May 17, 2021

Analyzing the Sentiment & Modeling Topics for the UN General Debate Corpus

(with bibliography)


The United Nations (UN) stands as a pivotal international organization, tasked with promoting peace, upholding international law, and fostering global socio-economic progress. The annual General Debate (GD) of the United Nations General Assembly (UNGA) serves as a crucial forum for member states to address pressing issues and outline their priorities. These speeches, delivered by heads of state or government, provide valuable insights into each nation's stance on global affairs.

The United Nations General Debate Corpus (UNGDC), compiled by Jankin Mikhaylov et al. (2019), offers a comprehensive collection of these speeches in English from 1970 to 2018. In this study, I analyze this corpus to explore variations in sentiment across countries and over time. Building on prior research by Baturo & Dasandi (2017), I focus specifically on the speeches of the P5 member nations: the United States, Russia, the United Kingdom, China, and France.

Following an overview of the dataset and preprocessing steps, I employ sentiment analysis to assess the overall tone of the speeches. Additionally, I utilize structured topic modeling techniques to identify distinct themes discussed by the P5 nations. These analyses reveal prevalent topics such as millennium development goals and the principle of self-determination.

Furthermore, I propose a classification model to differentiate between speeches of the P5 member nations based on their linguistic characteristics. By examining the choice of words used in these speeches, we gain insights into the diplomatic priorities and communication strategies of these influential countries.

In summary, this study offers a comprehensive analysis of the United Nations General Debate, shedding light on sentiment trends, thematic focuses, and linguistic patterns among member nations, particularly the P5. Through these insights, we deepen our understanding of international discourse and diplomatic dynamics within the UN.

The Data

Image description
Figure 1: Frequency of Speeches by Representatives at the United Nations General Debate

The United Nations General Debate Corpus (UNGDC) encompasses speeches delivered by representatives from 200 member nations at the General Debate sessions of the United Nations General Assembly (UNGA) spanning from 1970 to 2018, all presented in English. Figure 1 illustrates the distribution of speeches by country, revealing variations in participation over time. The dataset comprises 8,093 observations, each corresponding to a country-year pair.

Image description
Table 1: First 3 Rows of the UNGDC

Table 1 displays a sample of the dataset, featuring columns such as 'doc_id' (file name), 'text' (speech content), 'Country' (ISO 3-letter country code), 'Session' (UNGA session), and 'Year' (year of session). Notably, 'Country' is treated as a categorical variable, while 'Session' and 'Year' are continuous variables.


Image description
Figures 2(a) and 2(b)

In preprocessing the text data from the UNGDC, a bag-of-words approach is utilized, representing each document with a set of words and phrases up to 4-grams, without considering grammar or word order. Tokenization is performed using a simple approach, as shown in Figures 2(a) and 2(b), where both methods yield similar results. Punctuation, symbols, numbers, and URLs are removed, and tokens are converted into up to 4-gram tokens.

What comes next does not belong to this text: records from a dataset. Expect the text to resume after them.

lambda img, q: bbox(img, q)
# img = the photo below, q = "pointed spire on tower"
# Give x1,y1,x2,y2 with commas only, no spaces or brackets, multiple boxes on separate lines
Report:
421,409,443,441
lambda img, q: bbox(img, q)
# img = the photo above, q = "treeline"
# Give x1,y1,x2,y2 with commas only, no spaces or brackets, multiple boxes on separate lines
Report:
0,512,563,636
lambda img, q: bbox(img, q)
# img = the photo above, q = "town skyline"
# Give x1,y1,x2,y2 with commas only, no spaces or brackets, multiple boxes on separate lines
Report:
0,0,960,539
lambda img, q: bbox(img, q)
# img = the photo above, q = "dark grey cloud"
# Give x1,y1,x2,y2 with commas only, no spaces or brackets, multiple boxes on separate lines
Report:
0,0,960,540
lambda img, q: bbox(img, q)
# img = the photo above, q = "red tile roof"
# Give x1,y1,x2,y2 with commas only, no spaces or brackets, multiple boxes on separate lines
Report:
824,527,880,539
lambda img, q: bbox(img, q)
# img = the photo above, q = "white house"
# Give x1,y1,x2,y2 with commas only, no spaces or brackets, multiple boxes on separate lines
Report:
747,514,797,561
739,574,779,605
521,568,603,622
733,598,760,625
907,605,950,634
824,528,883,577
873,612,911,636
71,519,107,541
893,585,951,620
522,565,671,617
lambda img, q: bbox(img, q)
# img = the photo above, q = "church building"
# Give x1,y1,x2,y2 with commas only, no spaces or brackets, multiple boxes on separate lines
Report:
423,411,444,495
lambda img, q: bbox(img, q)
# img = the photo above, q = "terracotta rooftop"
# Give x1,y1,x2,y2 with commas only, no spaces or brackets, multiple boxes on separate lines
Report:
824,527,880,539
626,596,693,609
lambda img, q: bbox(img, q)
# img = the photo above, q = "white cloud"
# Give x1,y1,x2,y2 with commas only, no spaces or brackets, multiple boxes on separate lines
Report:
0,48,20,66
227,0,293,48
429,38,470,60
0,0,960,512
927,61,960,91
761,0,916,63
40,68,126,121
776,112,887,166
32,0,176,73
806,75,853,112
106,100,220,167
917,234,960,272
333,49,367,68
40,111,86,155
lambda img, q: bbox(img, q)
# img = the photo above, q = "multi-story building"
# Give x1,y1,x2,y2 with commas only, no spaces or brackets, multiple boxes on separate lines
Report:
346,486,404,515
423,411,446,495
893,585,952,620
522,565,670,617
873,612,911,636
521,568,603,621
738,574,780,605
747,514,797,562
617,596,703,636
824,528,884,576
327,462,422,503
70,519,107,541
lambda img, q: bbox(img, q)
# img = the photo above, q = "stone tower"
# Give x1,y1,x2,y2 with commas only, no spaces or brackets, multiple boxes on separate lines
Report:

Subsequently, the tokens are transformed into a document term matrix by lowercasing all letters and removing separators, with the removal of stop words to address issues encountered in previous analyses with the dataset. Lemmatization is then applied using the lexicon hash lemma. The resulting document term matrix includes only the P5 nations, comprising 243 documents with 508,877 features and 99.33% sparsity.

To optimize the matrix, a minimum document frequency of 20 and a maximum document frequency of 170 are applied, resulting in a sparse matrix with 2,640 features and 77.58% sparsity. The minimum row sum value is 287, with a median of 958 and a mean of 1,062.

Sentiment Differences Across Nations & Years

The sentiment analysis was conducted using the Lexicoder Sentiment Dictionary (Young & Soroka, 2012) in R. Initially, the overall positive and negative sentiments were calculated by summing the 'negative & neg_positive' columns for negative sentiment and the 'positive & neg_negative' columns for positive sentiment. Subsequently, an average sentiment was computed by subtracting negative sentiment from positive sentiment, aggregated at both country and year levels.

Image description
Figure 3 (a): Overall Sentiment Aggregated to Country

Figure 3(a) illustrates the overall sentiment of countries categorized by regions, revealing a predominance of positive sentiment across the General Debate (GD) sessions. Notably, Japan exhibits consistently positive sentiment over the years, followed by Nepal, Romania, and Egypt. Among the P5 member nations, the United States displays the highest aggregate positive sentiment. Conversely, countries such as Israel, Eritrea, and Cuba express lower positive sentiments over the years.

Image description
Figure 3 (b): Overall Sentiment Aggregated to Year

Figure 3(b) depicts the sentiment variation across GD sessions. The most positive sentiment is observed in 1975, whereas the lowest positive sentiment occurs in 2001, shortly after the 9/11 attacks. Despite fluctuations, an overall positive sentiment prevails throughout the UN General Debate, indicating a positive atmosphere within the international community.

Structured Topic Modeling for P5 Member States

Image description
Figure 4: 16-topic Topic Modeling

The structured topic modeling, following the approach outlined by Baturo & Dasandi (2017), resulted in a 16-topic model, each representing distinct thematic areas discussed by the P5 member nations—United States, Russia, China, France, and the United Kingdom—during the United Nations General Debate sessions.

Topic 1 focuses on Economic Development, with discussions revolving around global trade, privatization, and economic growth initiatives.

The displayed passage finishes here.